Have or know of a gem of a book? Please send it my way!

14 Comments

  • jennifermzeiger

    Editing makes a huge difference for me when I’m reading a book! Like you said, if the editing bumps me from the immersive experience, I struggle to get back into the story. Thank you for mentioning The Adventure =) As always, it makes my day!

    • kat

      Always happy to!

      Editing is as crucial as the writing. I’ve seen so many new writers and their books crash because they missed that and it makes me sad.

  • brookejcutler

    Gosh! I can’t believe it but I don’t think I’ve ever read a self-published book! Must remedy this. ☺️

  • theceaselessreaderwrites

    As a former English professor and sometime author, I have to admit to being a bit of a literary snob. I demand high standards of grammatical and technical excellence in any published material I read, and the deteriorating editorial standards in all varieties of print & electronic media dismay me.

    I’ve read my share of independent and self-published books and stories, and while I can certainly often appreciate the hidden gem of the narrative, too many errors in spelling, grammar, style, or structure will keep me from rating a text higher than 3 stars. There’s no excuse for laziness in writing & publishing.

    I just recently finished reading a book that is so badly written that I couldn’t stop reading because I was compelled see how much worse it would get, The God Players by Phil Valentine. I can’t wait to savage it on Goodreads and my blog.

    But I’m sooooo far behind on my reviews and have so little time…

    • kat

      I completely understand and agree. With the advent of self-publishing and ebooks, it’s possible for so many people who shouldn’t be writing books to both write and publish. There was a point when I was so discouraged by the self-published books I read that I almost gave up on reading. Like you, I commonly give poorly written and edited works a 3 or less, but the hope of finding something remarkable keeps me going. I also hope the writer will take my review to heart and do some work on it so a much better edition can be put forth.

      I agree that there shouldn’t be any laziness, but I also think many of them are young or inexperienced and are just excited about finishing a book and sharing it with the world. Though that shouldn’t be an excuse, either. I certainly wish authors would take more care with what they’re presenting to the world, but I’m also heartened by the authors who do take reviewer comments to heart and actively work to do their best to polish their work and those that take down their books.

      Isn’t it amazing that some truly dreadful books can hold our attention?

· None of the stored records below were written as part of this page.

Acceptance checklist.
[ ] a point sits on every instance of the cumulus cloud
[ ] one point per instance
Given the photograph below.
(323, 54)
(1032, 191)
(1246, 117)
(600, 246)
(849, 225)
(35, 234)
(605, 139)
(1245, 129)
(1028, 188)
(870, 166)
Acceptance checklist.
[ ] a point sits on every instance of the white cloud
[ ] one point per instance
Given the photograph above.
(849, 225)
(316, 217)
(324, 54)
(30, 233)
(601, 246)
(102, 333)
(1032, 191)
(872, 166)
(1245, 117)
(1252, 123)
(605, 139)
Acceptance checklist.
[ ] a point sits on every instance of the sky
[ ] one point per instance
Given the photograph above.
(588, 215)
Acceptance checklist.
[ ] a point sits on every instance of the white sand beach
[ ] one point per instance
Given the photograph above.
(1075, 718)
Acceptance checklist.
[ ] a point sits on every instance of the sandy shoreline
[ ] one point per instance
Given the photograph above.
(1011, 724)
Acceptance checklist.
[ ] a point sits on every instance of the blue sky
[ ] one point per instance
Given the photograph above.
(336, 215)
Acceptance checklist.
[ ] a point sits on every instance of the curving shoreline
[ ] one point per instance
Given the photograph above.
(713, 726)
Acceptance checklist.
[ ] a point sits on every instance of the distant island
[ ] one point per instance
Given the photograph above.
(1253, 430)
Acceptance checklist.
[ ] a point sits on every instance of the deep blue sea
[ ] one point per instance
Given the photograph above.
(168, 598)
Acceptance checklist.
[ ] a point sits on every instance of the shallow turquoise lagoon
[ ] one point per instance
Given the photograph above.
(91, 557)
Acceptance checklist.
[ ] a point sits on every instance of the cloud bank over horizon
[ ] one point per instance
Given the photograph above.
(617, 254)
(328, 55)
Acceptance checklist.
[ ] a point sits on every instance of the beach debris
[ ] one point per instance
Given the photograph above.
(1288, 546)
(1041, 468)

There have been so many that I just wanted to put down, but, like you, I just want to see how such a poor story could possibly end.

      Best of luck catching up on your reviews. I’m convinced it’s a losing battle.

  • writerofage

    I laughed out loud when I got to the bit about ContraDictation! It was raw and true, and I dearly appreciated it. It’s one of those stories that sits there, staring at you sideways and jeering for attention.

    All mannerisms aside, you are a rare individual to be see a writer’s vision despite charasmatic editing errors! Thank you, for your efforts, your time and sharing what you’ve learned in the process! 🙏

    *the writing was atrocious* 😏🏃‍♂️🙌

    Seriously… laughed out loud.

    • kat

      I hate being so brutally honest sometimes, especially when I know the author might see my words, but I owe it to fellow readers. And sometimes I feel I just be so honest when there’s a good chance the author will see because I hope they can take it to heart and improve. Though, as a writer, I know it’s like a knife to the heart. It’s an ugly balance, but even the best of writers could use some tweaks.

      Also, your talent for the unique is wonderful! ContraDiction still owns property in my brain, and I can’t wait to get started on The Vague Ship!

      • writerofage

        I needed that more than the words I’ve to express, though blunt it is the truth, and thankfully offers me more to work towards. To me being a writer, nay a creato, means to seek expression and to refine and redefine what that means.

        Your words are taken to heart and heartily welcomed.